Testing of Y-STR and Y-SNP markers

Genomic DNA was extracted from white blood cell lysate solutions using the inorganic salting out protocol (Seielstad et al. 1999). The samples were quantified using the ABI 7500 Real-time PCR System (Life Technologies, Foster City, CA, USA). DNA was amplified using the PowerPlex Y23 amplification kit including 23 Y-STR loci according to the manufacturer’s instructions. Fragment sizes and allele designations were determined using a Genetic Analyzer ABI3130 (Applied Biosystems, Foster City, CA, USA) and GeneMapper ID-X v.1.2 software.

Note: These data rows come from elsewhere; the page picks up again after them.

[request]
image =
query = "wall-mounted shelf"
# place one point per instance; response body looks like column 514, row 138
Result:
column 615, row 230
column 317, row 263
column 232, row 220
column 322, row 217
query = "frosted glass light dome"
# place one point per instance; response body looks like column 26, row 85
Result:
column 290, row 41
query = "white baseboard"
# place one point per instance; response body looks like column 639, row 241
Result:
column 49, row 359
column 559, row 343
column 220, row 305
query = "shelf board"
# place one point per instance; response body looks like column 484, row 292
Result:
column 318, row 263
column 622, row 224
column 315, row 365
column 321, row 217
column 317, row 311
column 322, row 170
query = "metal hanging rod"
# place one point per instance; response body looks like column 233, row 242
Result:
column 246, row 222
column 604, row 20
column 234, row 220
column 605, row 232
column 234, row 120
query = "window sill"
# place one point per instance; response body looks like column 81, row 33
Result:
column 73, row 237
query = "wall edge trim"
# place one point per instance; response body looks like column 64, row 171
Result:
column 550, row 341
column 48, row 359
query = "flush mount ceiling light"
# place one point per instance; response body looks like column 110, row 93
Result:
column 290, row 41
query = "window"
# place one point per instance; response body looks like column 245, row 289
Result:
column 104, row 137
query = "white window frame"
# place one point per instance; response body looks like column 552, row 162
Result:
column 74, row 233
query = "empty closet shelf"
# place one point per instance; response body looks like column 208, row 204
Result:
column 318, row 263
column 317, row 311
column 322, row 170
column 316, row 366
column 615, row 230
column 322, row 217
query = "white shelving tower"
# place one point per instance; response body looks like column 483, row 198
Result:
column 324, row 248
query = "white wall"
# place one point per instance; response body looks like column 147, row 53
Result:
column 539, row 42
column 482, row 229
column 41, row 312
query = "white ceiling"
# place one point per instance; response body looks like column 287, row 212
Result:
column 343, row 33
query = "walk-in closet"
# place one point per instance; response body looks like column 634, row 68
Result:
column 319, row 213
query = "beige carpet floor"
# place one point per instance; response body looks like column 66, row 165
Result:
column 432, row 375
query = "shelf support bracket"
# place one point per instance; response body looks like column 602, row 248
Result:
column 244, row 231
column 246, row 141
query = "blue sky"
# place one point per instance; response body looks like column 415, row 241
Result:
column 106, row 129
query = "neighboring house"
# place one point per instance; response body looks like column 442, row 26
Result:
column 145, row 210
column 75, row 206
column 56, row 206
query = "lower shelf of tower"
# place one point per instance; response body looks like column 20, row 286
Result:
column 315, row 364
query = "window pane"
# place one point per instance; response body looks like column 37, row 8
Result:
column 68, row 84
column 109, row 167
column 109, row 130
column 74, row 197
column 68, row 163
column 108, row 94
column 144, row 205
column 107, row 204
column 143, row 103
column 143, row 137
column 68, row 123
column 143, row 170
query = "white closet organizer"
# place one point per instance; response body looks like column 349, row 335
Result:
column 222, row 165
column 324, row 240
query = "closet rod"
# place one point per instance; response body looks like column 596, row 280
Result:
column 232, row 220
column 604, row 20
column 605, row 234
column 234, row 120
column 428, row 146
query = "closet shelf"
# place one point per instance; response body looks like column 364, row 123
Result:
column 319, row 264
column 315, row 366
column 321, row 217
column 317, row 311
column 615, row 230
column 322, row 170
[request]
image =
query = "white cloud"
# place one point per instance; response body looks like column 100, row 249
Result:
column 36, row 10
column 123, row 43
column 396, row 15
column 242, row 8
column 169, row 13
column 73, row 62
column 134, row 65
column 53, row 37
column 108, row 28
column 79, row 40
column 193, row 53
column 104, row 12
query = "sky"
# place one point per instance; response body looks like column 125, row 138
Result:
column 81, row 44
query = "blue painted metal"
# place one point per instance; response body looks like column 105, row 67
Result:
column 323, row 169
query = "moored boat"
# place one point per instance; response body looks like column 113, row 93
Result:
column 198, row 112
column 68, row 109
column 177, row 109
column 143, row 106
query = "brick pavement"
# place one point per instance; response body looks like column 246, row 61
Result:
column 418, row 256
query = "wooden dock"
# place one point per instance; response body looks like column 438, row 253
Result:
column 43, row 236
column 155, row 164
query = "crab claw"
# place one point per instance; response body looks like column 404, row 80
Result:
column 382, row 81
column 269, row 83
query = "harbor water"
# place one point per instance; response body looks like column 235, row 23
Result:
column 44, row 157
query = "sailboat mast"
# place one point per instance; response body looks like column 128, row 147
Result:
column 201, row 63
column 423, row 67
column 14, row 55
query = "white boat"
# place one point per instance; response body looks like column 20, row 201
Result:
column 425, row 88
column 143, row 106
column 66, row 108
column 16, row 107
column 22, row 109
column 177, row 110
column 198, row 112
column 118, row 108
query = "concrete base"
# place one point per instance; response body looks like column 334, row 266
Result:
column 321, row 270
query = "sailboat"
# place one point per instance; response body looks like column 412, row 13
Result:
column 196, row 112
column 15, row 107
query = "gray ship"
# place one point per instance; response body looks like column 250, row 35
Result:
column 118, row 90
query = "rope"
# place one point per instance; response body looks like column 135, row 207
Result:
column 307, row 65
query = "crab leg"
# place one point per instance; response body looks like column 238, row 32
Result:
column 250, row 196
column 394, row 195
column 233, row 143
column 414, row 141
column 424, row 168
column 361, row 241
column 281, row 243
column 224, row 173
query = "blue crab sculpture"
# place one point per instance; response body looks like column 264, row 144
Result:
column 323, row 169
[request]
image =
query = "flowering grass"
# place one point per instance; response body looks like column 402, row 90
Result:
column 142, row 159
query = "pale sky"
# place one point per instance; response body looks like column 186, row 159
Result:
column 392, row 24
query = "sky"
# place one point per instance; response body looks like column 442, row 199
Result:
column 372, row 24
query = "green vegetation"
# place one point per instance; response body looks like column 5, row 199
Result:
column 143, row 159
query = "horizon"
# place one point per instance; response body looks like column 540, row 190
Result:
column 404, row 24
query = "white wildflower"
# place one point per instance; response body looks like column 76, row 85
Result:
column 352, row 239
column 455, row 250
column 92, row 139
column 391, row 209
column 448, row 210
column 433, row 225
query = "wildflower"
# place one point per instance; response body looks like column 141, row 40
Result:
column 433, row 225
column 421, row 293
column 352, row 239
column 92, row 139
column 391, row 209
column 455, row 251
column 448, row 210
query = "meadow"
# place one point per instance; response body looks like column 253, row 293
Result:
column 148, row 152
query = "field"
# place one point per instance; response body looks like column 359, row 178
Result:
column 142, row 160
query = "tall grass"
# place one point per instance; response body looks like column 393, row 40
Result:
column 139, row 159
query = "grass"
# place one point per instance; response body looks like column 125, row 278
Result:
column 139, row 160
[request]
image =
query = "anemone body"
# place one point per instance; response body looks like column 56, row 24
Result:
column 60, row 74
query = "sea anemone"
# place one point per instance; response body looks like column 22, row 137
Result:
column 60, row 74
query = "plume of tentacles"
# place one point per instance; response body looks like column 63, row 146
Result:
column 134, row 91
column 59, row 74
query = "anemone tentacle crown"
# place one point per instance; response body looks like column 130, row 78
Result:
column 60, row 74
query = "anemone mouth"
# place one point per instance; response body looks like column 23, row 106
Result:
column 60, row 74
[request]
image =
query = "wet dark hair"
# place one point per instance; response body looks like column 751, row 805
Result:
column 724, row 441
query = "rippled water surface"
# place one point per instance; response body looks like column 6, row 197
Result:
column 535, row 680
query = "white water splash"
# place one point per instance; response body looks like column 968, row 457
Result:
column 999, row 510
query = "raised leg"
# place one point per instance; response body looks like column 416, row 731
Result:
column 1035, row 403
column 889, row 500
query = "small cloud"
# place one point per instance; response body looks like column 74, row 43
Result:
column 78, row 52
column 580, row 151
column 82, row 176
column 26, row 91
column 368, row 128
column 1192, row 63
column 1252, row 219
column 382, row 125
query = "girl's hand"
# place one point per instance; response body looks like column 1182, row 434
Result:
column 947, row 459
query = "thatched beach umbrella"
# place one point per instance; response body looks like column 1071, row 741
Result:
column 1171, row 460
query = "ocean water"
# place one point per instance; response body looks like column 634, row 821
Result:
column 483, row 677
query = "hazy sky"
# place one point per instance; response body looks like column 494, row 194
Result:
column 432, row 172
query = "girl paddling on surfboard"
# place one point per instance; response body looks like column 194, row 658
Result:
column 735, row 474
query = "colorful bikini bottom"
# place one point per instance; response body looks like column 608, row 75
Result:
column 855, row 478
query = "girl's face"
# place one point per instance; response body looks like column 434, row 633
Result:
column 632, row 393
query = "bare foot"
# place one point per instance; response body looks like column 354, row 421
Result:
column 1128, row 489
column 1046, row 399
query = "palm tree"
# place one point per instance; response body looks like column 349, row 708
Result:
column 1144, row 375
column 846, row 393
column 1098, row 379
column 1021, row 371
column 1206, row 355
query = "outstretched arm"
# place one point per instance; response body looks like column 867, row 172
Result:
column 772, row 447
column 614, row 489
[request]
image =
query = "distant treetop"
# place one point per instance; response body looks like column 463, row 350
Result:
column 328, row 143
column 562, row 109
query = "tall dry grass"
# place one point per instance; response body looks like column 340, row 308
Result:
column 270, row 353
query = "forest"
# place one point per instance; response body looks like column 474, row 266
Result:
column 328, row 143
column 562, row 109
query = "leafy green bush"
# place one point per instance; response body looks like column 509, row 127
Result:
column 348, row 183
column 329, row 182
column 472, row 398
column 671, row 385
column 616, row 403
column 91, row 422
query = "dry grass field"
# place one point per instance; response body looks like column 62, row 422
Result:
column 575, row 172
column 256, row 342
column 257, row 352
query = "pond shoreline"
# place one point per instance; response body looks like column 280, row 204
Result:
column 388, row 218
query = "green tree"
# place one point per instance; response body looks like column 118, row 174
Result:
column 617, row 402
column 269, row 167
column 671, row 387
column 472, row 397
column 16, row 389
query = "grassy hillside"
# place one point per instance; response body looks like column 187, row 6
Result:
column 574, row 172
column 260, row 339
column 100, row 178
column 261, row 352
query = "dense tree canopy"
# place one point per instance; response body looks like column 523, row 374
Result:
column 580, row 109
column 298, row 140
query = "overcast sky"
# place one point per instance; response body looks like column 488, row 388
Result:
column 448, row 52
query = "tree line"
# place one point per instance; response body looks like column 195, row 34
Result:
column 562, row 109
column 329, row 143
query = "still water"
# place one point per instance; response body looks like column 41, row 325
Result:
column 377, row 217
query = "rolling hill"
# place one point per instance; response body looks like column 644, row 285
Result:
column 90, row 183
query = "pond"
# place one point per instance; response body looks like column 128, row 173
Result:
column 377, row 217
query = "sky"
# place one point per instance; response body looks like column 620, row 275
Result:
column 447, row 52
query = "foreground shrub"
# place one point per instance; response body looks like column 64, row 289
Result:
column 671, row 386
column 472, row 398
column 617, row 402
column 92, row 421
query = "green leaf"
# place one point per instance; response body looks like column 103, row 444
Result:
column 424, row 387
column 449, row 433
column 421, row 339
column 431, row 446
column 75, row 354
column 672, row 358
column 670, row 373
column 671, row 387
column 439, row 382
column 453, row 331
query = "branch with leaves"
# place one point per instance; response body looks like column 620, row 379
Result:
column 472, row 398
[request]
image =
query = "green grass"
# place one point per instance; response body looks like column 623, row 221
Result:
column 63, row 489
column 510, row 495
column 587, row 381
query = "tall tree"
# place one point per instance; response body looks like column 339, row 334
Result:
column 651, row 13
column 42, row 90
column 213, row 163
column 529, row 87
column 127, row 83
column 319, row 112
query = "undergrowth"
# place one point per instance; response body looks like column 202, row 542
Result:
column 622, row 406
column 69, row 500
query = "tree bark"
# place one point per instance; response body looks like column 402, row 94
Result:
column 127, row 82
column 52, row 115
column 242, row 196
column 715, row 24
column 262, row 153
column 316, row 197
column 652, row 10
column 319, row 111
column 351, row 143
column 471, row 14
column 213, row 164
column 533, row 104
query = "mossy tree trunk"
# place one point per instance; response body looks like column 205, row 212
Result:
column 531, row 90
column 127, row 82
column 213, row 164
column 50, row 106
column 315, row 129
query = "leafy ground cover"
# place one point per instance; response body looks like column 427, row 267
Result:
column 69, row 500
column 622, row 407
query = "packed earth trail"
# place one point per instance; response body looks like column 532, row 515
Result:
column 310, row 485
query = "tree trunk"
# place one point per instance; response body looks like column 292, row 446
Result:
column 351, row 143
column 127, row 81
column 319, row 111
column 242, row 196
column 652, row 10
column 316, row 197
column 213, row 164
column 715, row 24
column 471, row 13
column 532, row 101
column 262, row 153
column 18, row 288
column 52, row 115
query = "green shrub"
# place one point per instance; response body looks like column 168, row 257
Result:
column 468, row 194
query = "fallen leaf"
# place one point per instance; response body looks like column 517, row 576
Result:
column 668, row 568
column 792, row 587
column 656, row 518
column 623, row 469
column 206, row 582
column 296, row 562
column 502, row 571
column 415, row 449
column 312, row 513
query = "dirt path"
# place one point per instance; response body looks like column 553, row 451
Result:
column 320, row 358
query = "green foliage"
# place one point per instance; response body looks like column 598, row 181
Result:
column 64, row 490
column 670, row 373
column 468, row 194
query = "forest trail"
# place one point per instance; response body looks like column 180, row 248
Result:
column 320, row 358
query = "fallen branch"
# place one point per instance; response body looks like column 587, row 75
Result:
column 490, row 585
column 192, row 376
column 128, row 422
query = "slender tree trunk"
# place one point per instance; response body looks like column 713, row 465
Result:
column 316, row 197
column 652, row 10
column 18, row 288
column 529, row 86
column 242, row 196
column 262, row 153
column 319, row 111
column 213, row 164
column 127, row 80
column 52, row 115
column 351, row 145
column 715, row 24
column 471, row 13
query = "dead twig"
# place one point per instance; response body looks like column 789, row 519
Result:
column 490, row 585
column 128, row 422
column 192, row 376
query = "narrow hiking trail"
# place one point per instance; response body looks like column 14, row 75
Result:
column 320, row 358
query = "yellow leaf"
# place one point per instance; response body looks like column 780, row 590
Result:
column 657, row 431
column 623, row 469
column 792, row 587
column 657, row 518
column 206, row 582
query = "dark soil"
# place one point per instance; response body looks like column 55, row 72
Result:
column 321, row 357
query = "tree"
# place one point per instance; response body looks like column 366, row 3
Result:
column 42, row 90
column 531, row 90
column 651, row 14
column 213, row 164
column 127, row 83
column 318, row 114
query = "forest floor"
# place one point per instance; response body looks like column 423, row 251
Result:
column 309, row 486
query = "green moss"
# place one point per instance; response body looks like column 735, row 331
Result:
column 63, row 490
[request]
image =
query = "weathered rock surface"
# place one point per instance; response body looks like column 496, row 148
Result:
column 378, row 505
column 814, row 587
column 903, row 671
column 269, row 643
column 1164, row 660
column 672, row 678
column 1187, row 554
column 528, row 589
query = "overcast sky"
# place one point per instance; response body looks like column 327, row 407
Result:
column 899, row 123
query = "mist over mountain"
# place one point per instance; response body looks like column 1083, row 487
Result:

When testing Y-SNP markers, amplifications of 3–5 ng genomic DNA were performed in ABI 7500 and GeneAmp 9700 thermal cyclers, with TaqMan probes using the programs designed by ABI. The relative degree of fluorescence of the PCR products was analysed on an ABI 7500 Real-time PCR System using its SDS software, as was described in the ABI manufacturer’s manual. A complete list of primers and TaqMan assays for SNP markers has been described elsewhere (Pamjav et al. 2017). The nomenclature of haplogroups followed the ISOGG 2014 Y-DNA haplogroup tree due to recent and new additions to the tree that had been uncovered by YCC (Karafet et al. 2008).

Phylogenetic study

Haplotype and haplogroup frequencies and their diversity values were calculated according to the previously described method (Nei 1973). To examine the STR variations within the haplogroups, relational Median-Joining (MJ) networks were constructed using the Network 5.0.0.0 program (Bandelt et al. 1999). Data of 10 STR loci, including DYS19, DYS389I, DYS389II, DYS390, DYS391, DYS392, DYS393, DYS437, DYS438 and DYS439, were included in this network analysis. Repeats of the DYS389I locus were subtracted from the DYS389II locus according to common practice. Within the network program, the rho statistic was used to estimate the time to the most recent common ancestor (TMRCA) of haplotypes within the haplogroups (Bandelt et al. 1999). We used a STR mutation rate of 6.9 × 10−4/locus/25 years, as was described by Zhivotovsky et al. (2004).

Genetic relationships

Pairwise Fst genetic distances were calculated based on haplogroup frequencies using Arlequin 3.5 software (Excoffier and Lischer 2010). In addition, 27 published populations (Online Resource 1, ESM_1), who were made up of various linguistic families that shared geographic and historical features with the group being studied, were selected for comparison (Hammer et al. 2006; Zhong et al. 2010; Kim et al. 2011; Brunelli et al. 2017). For these purposes, haplogroups were combined into the following groups; ABDF*, C, E, G, H, I, J, K*, L, N, O, Q, R, and T, so that the published sources could be used for the basis of comparison.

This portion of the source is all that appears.